Protecting personal data in the public sector
The public sector is reliant on and driven by data. Whether this is in the education, healthcare, utilities or housing sectors, data is an integral part of public services and one of the keys to its success.
Over 2.5 quintillion bytes of data were created every single day in 2018, according to the sixth DOMO report. In 2020, it is estimated that 1.7MB of data will be created every second for every person on earth. This increase in the volume and complexity of data has also meant an increase in risk. Data loss, through theft, misuse, malicious attacks or mismanagement, can cause a threat to privacy and security and cause serious disruption to essential services.
Even before the COVID-19 pandemic, high-profile data breaches have been thrust into the spotlight. The WannaCry attack in 2017 highlighted the vulnerability of NHS data management systems, many of which were based on outdated legacy IT platforms.
Public sector bodies handle some of our most sensitive and personal data, and the general public has a right to know that it is being looked after. Furthermore, with human error being one of the leading causes of data breaches in the public sector, workers must have the training, knowledge and ability to handle data securely.

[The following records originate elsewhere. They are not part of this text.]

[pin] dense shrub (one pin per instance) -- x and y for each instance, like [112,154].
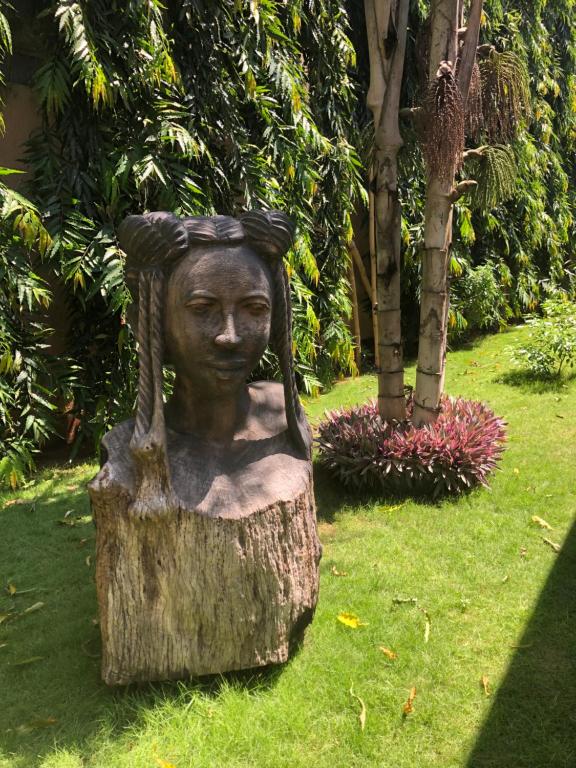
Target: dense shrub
[551,343]
[451,456]
[477,302]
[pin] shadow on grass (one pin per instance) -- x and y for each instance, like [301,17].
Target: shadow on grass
[332,496]
[532,722]
[529,383]
[51,694]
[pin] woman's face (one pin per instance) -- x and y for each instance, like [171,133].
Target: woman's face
[217,318]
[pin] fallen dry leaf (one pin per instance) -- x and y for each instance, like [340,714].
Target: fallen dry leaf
[362,713]
[556,547]
[30,660]
[33,725]
[404,601]
[393,508]
[350,620]
[12,502]
[542,523]
[408,708]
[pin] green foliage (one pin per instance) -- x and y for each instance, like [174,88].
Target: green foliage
[478,302]
[198,109]
[505,94]
[551,344]
[496,172]
[529,233]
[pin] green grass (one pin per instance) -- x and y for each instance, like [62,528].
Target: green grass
[501,603]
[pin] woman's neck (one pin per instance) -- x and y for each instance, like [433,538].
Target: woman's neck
[216,419]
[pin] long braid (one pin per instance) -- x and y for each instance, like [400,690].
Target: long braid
[282,342]
[157,429]
[145,374]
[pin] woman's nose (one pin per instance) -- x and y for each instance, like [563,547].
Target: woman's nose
[228,336]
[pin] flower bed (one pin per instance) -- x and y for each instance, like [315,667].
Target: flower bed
[451,456]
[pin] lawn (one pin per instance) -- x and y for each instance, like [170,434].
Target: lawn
[461,591]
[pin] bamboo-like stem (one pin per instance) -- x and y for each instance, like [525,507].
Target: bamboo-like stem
[468,51]
[440,196]
[355,318]
[388,61]
[373,272]
[357,258]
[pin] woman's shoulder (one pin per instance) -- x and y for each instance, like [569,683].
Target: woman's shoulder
[267,407]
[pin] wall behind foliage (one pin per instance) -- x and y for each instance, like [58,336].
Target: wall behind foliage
[194,107]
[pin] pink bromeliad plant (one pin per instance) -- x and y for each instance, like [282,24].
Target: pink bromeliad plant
[452,455]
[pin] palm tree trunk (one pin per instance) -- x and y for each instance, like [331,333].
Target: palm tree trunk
[355,318]
[440,198]
[386,68]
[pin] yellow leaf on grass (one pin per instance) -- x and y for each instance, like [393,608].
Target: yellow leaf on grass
[350,620]
[33,725]
[164,763]
[542,523]
[408,708]
[32,608]
[362,713]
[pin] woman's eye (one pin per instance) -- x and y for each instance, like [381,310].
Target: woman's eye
[257,307]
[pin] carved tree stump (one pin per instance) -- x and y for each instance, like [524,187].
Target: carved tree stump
[188,593]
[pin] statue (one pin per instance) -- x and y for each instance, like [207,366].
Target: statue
[207,551]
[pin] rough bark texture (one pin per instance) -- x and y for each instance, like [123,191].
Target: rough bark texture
[355,318]
[386,67]
[187,594]
[437,240]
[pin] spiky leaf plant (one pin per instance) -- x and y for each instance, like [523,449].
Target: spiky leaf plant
[496,173]
[505,94]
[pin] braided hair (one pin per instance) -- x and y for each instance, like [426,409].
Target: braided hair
[154,243]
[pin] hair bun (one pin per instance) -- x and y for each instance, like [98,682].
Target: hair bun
[152,239]
[271,233]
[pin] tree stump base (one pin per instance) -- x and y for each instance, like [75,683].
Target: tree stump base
[185,593]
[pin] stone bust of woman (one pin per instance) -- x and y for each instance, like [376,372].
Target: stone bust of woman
[210,294]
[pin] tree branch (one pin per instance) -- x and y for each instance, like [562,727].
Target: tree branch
[468,53]
[461,189]
[474,153]
[352,247]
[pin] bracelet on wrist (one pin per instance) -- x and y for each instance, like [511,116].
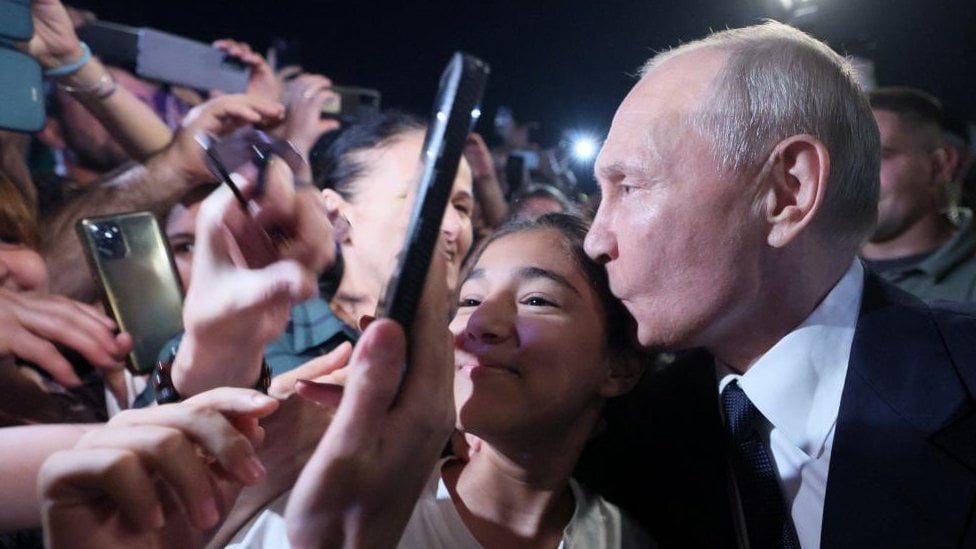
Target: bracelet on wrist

During the lockdown and its subsequent easing, millions of employees were and still are working remotely. Security and IT teams still face a new, heightened demand for services. With escalating psychological stress, cybercriminals have actively exploited this crisis with a significant uptick in ransomware attacks targeting high-profile accounts.
Public services are particularly vulnerable due to the greater demand for their sought-after services. With online services feeling the strain and given the interconnected nature of supply chains, even one very small public sector supplier could be the weakest link in the chain.
The public sector and its employees are now exposing themselves to significantly increased cyber risk, such as the use of personal devices on unsupported systems and public WiFi networks, each with a significantly lower level of security protection in comparison to corporate infrastructure. With cyber criminals deploying ever more sophisticated phishing scams, this heightens legal and reputational risks for public services when computers are not appropriately secured and monitored.
Best practice data management for the Public Sector
The public sector needs to establish a best practice policy among staff to manage data that may be shared with other people and organisations. Secondly, because of the growth of shadow IT, remote working applications downloaded by employees and used on both personal and work devices can create opportunities for hackers to bypass security systems and access sensitive data.
Shadow IT inarguably has become prominent during the shift to remote working and data management in the cloud. If shadow IT can’t be eliminated, the next best thing is to lessen the risks it poses by ensuring that public sector employees understand the correct procedures for protecting the data they handle. With the transition to cloud-based data management, the most significant improvements are to be gained by embedding best practices and increasing knowledge across the public sector.
The migration of services and data to the cloud has become a major mainstream operational activity in the last few months. The public sector has shown a commitment to this process. Ultimately, public sector organisations that deploy continuous training methods will experience significant reductions in susceptibility to phishing attacks and malware infections. It is crucial that as data and applications move to the cloud and remote working becomes the new norm, the public sector, in conjunction with their technology leadership teams, are aware of their regulatory requirements and identify the appropriate training and technical processes.